In particular, places like Bleacher Report – who let anyone write articles – are particularly susceptible, as in today’s example (in the interest of full disclosure: I’ve done work for SBNation, a network that in some ways competes with Bleacher Report).

Let’s do a quick compare and contrast between two articles today: one written by Yahoo’s Greg Wyshynski, and one written by David Carter of Bleacher Report. We’ll start with paragraph four of Carter’s piece and paragraph two of Wyshynski’s column.

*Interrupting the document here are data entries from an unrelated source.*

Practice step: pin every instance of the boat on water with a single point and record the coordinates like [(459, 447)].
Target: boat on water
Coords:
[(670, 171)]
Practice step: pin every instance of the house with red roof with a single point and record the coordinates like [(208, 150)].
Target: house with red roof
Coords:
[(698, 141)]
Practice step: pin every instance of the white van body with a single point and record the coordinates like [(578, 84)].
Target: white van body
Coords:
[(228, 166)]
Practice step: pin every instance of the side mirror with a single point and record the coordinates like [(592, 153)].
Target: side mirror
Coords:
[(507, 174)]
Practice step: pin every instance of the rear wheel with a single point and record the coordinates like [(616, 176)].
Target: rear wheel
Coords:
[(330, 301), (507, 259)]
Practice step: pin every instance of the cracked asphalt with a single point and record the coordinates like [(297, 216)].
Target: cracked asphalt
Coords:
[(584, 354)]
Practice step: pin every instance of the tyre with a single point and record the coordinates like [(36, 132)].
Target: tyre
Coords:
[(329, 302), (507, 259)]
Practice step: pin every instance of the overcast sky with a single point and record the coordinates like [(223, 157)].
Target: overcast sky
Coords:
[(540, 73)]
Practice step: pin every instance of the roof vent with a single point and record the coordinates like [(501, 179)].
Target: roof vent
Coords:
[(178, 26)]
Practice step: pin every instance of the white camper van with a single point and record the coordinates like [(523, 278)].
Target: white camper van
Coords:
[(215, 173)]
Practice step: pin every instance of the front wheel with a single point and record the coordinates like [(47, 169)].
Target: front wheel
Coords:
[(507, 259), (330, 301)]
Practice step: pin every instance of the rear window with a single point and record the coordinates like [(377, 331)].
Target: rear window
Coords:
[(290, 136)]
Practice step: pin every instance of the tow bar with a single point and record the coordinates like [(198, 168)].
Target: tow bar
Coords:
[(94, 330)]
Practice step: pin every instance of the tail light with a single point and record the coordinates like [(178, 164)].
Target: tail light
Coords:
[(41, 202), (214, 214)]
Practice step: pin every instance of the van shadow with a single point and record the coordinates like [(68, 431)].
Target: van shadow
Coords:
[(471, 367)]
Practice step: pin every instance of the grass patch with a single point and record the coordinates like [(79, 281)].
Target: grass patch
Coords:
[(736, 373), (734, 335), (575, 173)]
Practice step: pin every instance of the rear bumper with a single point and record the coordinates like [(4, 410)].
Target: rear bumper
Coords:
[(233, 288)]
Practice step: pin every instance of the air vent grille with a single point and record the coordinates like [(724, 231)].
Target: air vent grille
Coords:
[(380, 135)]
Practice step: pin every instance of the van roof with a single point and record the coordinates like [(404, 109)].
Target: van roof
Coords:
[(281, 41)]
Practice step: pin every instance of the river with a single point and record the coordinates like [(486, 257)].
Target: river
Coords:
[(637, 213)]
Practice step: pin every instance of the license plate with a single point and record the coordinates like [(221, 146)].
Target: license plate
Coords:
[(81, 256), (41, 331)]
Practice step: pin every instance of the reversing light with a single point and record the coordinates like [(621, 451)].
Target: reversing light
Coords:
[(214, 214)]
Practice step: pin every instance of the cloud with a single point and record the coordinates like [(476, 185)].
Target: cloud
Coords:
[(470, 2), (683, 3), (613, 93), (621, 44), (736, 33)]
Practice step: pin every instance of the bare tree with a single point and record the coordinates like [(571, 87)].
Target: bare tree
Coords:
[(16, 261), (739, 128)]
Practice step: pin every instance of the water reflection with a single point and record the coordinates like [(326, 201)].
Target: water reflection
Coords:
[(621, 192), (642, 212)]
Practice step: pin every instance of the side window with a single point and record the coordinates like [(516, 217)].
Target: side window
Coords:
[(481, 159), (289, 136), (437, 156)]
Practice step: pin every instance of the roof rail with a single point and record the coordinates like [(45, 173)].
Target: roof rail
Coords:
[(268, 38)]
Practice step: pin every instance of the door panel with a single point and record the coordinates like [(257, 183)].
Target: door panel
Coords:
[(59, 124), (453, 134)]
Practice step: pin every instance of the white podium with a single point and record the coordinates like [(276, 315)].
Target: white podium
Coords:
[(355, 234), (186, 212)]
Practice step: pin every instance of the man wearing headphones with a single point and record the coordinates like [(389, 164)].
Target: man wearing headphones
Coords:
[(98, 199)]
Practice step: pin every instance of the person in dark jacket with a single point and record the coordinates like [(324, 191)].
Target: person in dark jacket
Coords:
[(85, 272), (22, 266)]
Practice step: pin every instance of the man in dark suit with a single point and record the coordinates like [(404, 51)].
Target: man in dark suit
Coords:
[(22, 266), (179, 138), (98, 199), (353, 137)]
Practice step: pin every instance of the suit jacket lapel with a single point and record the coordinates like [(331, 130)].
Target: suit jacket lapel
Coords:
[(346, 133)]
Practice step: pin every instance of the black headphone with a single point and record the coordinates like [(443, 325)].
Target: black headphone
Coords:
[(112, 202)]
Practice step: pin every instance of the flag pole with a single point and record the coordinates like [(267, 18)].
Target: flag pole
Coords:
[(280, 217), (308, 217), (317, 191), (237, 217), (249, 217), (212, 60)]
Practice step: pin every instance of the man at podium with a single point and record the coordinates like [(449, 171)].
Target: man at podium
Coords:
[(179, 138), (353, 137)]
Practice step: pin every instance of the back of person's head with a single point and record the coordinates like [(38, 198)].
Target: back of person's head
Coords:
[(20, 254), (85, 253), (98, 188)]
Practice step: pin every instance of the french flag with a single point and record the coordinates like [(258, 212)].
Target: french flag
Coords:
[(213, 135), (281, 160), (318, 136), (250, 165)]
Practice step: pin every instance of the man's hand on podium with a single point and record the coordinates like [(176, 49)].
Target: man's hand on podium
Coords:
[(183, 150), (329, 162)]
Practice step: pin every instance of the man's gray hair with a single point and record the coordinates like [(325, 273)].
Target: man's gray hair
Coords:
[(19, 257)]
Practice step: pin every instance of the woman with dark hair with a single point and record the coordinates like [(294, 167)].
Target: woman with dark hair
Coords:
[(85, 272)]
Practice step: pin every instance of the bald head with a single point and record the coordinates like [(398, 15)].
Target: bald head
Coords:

  • First comparison: Both mention the rookie race will pick up if the Avalanche and Rangers stay in contention.
  • Second comparison: Both break down Michael Del Zotto‘s numbers.
  • Third comparison: Both talk about Tavares’ situation.
  • Fourth comparison: Both discuss Victor Hedman.
  • Fifth comparison: Both discuss other rookies making an impact.
  • Sixth comparison: Both key in on Matt Duchene and Ryan O’Reilly.
  • Seventh comparison: Both wonder if Nikita Filatov and Nicklas Bergfors will ever do much.
  • Eight comparison: Both compare Semyon Varlamov and Jonas Gustavsson to Steve Mason.
  • Ninth comparison: Both talk about how difficult it is for a defenceman (with both citing Drew Doughty) to win the Calder Trophy, and both suggest it’s easier for goaltenders.

It’s plagiarism. Certainly Greg Wyshynski recognized it. It’s just sneaky enough to slip by whatever controls they have there, and pop up on Google’s News feed, but there’s no doubting what happened here. David Carter, the article’s author, is certainly guilty of plagiarism (and stupidity, since Puck Daddy has as many readers as anyone) but I think this incident also tells most everyone exactly how much faith they should put in Bleacher Report’s offerings.

Update: The article has now been removed by Bleacher Report. The cached version can be found here (g/t MLSE).